Саблин знал, кого он зовёт. То был Вася Ряжкин, также его старинный приятель, с которым он по первости ходил за рыбой, пока не купил свою собственную лодку. Аким рос вместе с ними, первые разы именно с ними ходил в болото и ездил с ними в степь за саранчой. Правда, так сложилось, что воевали они в разных сотнях. Призывы у них были в разное время, виделись они потому нечасто. И Вася тут же появился рядом и сразу обхватил Саблина за плечи и сказал радостно:

— Здорово, Аким.

— Здорово, Василий, — Саблин был тоже рад его видеть.

— Вася, видал, у него погоны какие? — говорил Кульков, немилосердно вертя Акима, чтобы и все остальные казаки, что были рядом, видели его.

— Саблин, ну что… — продолжал Кульков, — ты лычки замылил, не проставился, звезду-то хоть обмоешь с нами?

— Так не было вас тогда, — оправдывался Саблин. — А так, конечно, выпить нужно, давно не сидели. Приглашаю вас, господа казаки, в чайную, как освободитесь.

— Так пошли, — сразу оживился Николай.

— А вы, что, тут все дела поделали? — спросил Аким.

— А… — Кульков махнул рукой. — Никуда эти дела не денутся. Поехали.

— Да, поехали, а то сейчас весь народ, как на учёт встанет, в чайную попрётся, ни одного стола свободного не будет, — согласился Вася.

— Только человечка одного захватим, — предложил Аким.

— Червоненко, что ли? — сразу догадался Николай.

— Ну да… — говорит Саблин. — Его.

— Погнали.

* * *

Заехали за Юркой, он торчал у своих сушилок на берегу и обрадовался, когда увидал своих старых приятелей. Бросил дела на своего помощника и поехал выпивать с казаками. И вовремя, еле успели занять хороший стол в чайной, как туда стали набиваться другие посетители. Юра Червоненко стянул КХЗ, в котором он был, повесил его на вешалку у стены, сел к столу, огляделся в предвкушении приятного застолья, увидал, что сидящий рядом с ним Саблин заулыбался, и спросил:

— Ты чего, прапорщик?

— Юра… А чего у тебя с лицом-то? — посмеиваясь спрашивает Аким своего старинного приятеля.

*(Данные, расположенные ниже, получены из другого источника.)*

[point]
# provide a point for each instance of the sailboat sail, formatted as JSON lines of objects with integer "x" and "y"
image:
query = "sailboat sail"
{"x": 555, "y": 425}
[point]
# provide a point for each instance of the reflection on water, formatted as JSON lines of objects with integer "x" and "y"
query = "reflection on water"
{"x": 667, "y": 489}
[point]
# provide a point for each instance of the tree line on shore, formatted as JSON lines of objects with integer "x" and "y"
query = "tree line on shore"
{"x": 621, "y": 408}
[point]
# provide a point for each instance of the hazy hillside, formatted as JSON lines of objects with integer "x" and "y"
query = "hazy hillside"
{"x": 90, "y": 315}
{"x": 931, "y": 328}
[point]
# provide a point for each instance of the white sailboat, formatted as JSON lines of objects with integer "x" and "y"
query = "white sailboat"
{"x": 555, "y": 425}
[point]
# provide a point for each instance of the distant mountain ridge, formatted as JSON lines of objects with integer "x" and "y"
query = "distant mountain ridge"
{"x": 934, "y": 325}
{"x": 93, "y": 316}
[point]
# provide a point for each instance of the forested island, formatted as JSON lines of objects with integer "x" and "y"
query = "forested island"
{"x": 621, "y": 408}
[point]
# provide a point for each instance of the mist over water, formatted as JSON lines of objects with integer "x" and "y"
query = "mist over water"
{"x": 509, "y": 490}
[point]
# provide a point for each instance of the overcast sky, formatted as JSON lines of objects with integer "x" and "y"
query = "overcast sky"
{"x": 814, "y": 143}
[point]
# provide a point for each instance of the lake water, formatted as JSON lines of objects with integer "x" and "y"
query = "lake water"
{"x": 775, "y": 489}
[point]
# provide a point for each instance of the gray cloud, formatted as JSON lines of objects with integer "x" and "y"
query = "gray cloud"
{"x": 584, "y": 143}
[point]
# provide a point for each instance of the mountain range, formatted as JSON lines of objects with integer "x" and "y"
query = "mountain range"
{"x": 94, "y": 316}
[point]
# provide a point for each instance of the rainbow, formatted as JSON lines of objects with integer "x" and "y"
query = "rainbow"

— А чего? — не понимает Червоненко. А сам трёт щёки пятернёй. — Чего с ним? Ты про что?

— Так Аким имеет в виду, что у тебя твоя тыква больше в шлем не влезет, — смеётся вместе с Саблиным Кульков. — Ты когда последний раз в броню-то залезал?

Да, Юра заметно располнел за последнее время. Он пропустил призыв. Не пошёл на войну. После последнего тяжёлого ранения, полученного при, казалось бы, пустячном деле, после которого он едва выжил, он стал призывами манкировать, хотя до выслуги ему было ещё не близко. Впрочем… он мог себе это позволить. Червоненко не боялся, что его исключат из казачьего круга, из «общества». Ему от отца, заслуженного казака Степана Червоненко, достались хорошие участки на берегу болота. Пологие, ровные выходы к воде. Там Юра развернулся: поставил поначалу одну сушилку, где выпаривал на поддонах болотную воду, собирал сухих амёб, прессовал из них брикеты, а на те брикеты был спрос. Города на севере скупали болотных амёб. Раньше их брали как топливо и как добавку в корм для скота, а потом научились вырабатывать из них азот. И оказалось, что эти мерзкие одноклеточные, отравившие всю пресную воду, очень нужны для повышения урожайности. Тут Юра уже не терялся и поставил ещё две сушилки на берегу, и дела у него пошли хорошо. На трёх сушилках на него работало шесть человек, не считая ещё помощника, который выполнял роль управляющего. Не стеснялся Червоненко и сыновей своих ставить на сушилку. И даже в полуденную жару заставлял их работать. Дескать, ничего, пусть знают, как она, копейка, зарабатывается. Ведь за их учёбу денег отдавал он немало. На самом деле человек он был хоть и болтливый, острый на язык, но вовсе не злобный. Червоненко никогда не обижался на шутки в свой адрес и теперь, когда товарищи над ним смеялись, посмеивался вместе с ними и пояснял им:

— Да ладно вам, ну, раздобрел малость. Это всё от нервов.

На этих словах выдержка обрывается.